I ran into a very odd situation today. Now, I know that there are those out there in cyberland who will have seen this before, but I have not, and on the odd chance that it might help you, I post this.
Doing WNLB, using VMWare hosting the WNLB servers. Therefore, according to VMWare we should be using multicast. So we did. And swiftly noticed that other servers on the local VLAN could not find the WNLB address. In fact, we noticed that the switch itself could not ping the WNLB address.

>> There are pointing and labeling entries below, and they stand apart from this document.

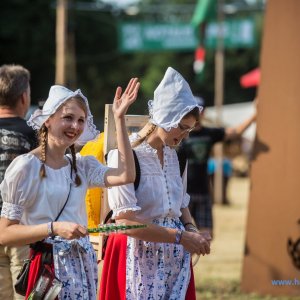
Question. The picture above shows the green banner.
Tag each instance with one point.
(156, 37)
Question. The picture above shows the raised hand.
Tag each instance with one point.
(123, 101)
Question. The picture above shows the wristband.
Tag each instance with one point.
(178, 236)
(189, 223)
(50, 228)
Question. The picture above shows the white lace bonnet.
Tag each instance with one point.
(57, 96)
(173, 99)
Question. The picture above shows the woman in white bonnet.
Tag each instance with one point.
(155, 262)
(37, 185)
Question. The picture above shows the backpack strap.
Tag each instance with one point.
(182, 161)
(108, 218)
(137, 171)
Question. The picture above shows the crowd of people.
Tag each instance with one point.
(44, 181)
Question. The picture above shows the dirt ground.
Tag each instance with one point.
(217, 275)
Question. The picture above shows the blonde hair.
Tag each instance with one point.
(43, 137)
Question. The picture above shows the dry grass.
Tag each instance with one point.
(218, 275)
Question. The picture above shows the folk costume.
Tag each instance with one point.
(135, 269)
(32, 200)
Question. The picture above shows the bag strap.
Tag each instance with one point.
(136, 183)
(68, 193)
(137, 171)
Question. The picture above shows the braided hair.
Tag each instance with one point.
(43, 135)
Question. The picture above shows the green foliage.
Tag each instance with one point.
(27, 36)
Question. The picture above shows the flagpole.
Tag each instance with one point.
(218, 101)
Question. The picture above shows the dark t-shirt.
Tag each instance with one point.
(16, 138)
(196, 148)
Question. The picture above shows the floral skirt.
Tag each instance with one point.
(75, 265)
(149, 270)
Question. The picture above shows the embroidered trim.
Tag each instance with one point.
(12, 211)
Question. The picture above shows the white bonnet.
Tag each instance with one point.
(57, 96)
(173, 99)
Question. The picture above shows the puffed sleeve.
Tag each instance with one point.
(120, 198)
(186, 196)
(19, 187)
(93, 170)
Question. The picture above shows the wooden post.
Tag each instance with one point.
(274, 208)
(219, 94)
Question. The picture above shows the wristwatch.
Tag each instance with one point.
(178, 236)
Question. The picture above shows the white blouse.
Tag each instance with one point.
(161, 191)
(32, 200)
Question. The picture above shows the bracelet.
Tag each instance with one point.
(178, 236)
(50, 228)
(189, 223)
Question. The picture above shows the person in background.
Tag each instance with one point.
(43, 191)
(16, 138)
(196, 149)
(155, 262)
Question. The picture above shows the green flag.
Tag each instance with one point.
(205, 10)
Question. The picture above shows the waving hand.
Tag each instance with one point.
(123, 101)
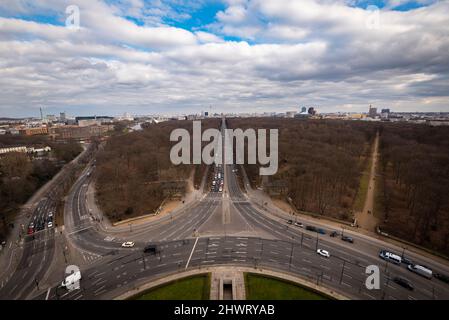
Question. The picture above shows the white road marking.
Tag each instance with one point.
(191, 253)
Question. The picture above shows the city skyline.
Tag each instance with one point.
(180, 57)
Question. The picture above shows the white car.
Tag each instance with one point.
(128, 244)
(323, 253)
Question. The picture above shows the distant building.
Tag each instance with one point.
(311, 111)
(33, 131)
(385, 113)
(13, 149)
(372, 112)
(79, 132)
(88, 122)
(101, 119)
(303, 113)
(23, 149)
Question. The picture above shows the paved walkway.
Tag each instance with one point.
(366, 219)
(232, 277)
(228, 270)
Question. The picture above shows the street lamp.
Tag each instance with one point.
(291, 253)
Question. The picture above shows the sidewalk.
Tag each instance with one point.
(263, 202)
(147, 284)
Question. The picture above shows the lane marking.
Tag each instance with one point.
(191, 253)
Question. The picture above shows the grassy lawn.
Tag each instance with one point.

Devices on OTHER vlans could ping the WNLB. WTF?! Double-check the setup and redo the static ARP on the switch with this:
ARP 10.1.8.75 03bf.c0a8.0164 ARPA
Here is what it looked like AFTER we did the proper static ARP configuration on the switch…
Notice that a tracert is showing that even the simplest action is pushing the packets at the local gateway.

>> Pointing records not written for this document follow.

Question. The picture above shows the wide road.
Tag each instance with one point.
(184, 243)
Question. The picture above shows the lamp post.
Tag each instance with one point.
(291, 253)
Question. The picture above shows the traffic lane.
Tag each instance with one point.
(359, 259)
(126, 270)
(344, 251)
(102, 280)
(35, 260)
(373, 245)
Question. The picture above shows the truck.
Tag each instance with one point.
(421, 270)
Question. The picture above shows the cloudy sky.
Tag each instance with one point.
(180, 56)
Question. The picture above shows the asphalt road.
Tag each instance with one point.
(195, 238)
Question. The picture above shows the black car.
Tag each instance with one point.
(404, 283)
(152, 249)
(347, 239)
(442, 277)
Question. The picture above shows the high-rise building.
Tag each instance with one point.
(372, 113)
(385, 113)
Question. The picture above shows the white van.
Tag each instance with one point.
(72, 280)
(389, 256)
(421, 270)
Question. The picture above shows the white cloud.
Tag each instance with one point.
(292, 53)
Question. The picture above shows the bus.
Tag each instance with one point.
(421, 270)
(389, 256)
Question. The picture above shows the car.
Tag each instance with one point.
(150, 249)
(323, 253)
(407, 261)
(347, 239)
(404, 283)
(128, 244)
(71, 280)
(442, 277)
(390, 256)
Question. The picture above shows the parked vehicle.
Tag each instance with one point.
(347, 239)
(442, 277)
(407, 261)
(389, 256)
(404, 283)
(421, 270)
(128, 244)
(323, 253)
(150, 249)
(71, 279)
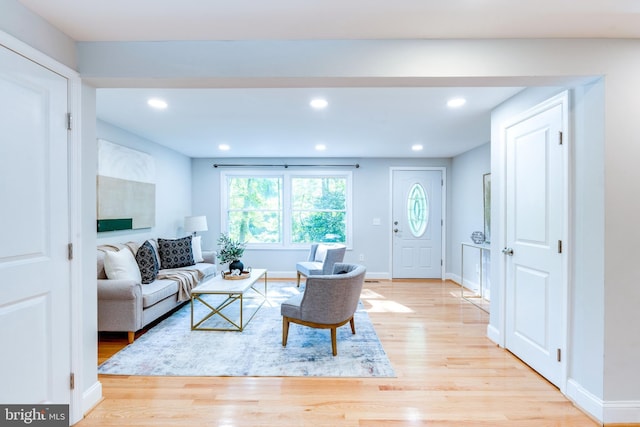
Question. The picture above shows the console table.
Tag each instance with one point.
(234, 292)
(479, 298)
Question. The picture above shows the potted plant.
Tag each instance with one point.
(230, 252)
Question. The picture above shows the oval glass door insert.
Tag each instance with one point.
(417, 210)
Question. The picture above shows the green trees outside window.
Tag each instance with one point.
(287, 209)
(319, 210)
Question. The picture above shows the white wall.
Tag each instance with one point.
(88, 380)
(371, 199)
(173, 187)
(588, 283)
(586, 307)
(467, 209)
(453, 62)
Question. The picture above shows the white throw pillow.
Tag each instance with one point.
(196, 247)
(121, 265)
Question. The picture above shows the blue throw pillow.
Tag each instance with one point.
(175, 253)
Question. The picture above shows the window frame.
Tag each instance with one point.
(287, 206)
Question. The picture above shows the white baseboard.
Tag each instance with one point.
(453, 277)
(585, 400)
(292, 275)
(606, 412)
(91, 397)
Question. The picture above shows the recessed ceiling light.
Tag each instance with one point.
(319, 103)
(456, 102)
(157, 103)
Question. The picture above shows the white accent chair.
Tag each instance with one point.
(320, 260)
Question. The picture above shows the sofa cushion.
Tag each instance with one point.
(321, 253)
(147, 262)
(158, 290)
(119, 265)
(175, 253)
(196, 246)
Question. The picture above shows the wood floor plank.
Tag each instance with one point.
(448, 374)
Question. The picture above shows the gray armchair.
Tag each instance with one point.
(320, 260)
(327, 302)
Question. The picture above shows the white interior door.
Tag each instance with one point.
(34, 290)
(417, 224)
(535, 196)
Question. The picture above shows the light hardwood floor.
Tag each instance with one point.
(448, 374)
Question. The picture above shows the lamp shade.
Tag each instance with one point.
(195, 223)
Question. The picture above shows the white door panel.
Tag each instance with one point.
(34, 292)
(536, 214)
(417, 223)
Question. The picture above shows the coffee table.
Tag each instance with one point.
(235, 292)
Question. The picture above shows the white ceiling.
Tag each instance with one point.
(359, 122)
(124, 20)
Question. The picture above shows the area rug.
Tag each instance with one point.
(171, 348)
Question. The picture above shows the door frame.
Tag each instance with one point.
(443, 172)
(499, 206)
(77, 398)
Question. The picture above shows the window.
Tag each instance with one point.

We are using the following switch hardware:
Cisco IOS Software, Catalyst 4500 L3 Switch Software (cat4500-ENTSERVICESK9-M), Version 12.2(54)SG, RELEASE SOFTWARE (fc3)
System image file is "bootflash:cat4500-entservicesk9-mz.122-54.SG.bin"
cisco WS-C4948-10GE (MPC8540) processor (revision 5) with 262144K bytes of memory.
Processor board ID FOX092101VW
After going back and forth, including rebuilding the WNLB configuration, we realized we were dealing with a multicast capable switch. Having nothing to lose, we did the following on the switch:
no ip multicast-routing
wala! Now we can resolve the WNLB, ping it, tracert to it, and actually access services on the member servers. Oddly, I had a colleague with a similar issue at the same time. Their situation was resolved by using the arp IP MAC arpa command not only on the switch the WNLB connected to, but all distribution switches and the core of the stack also.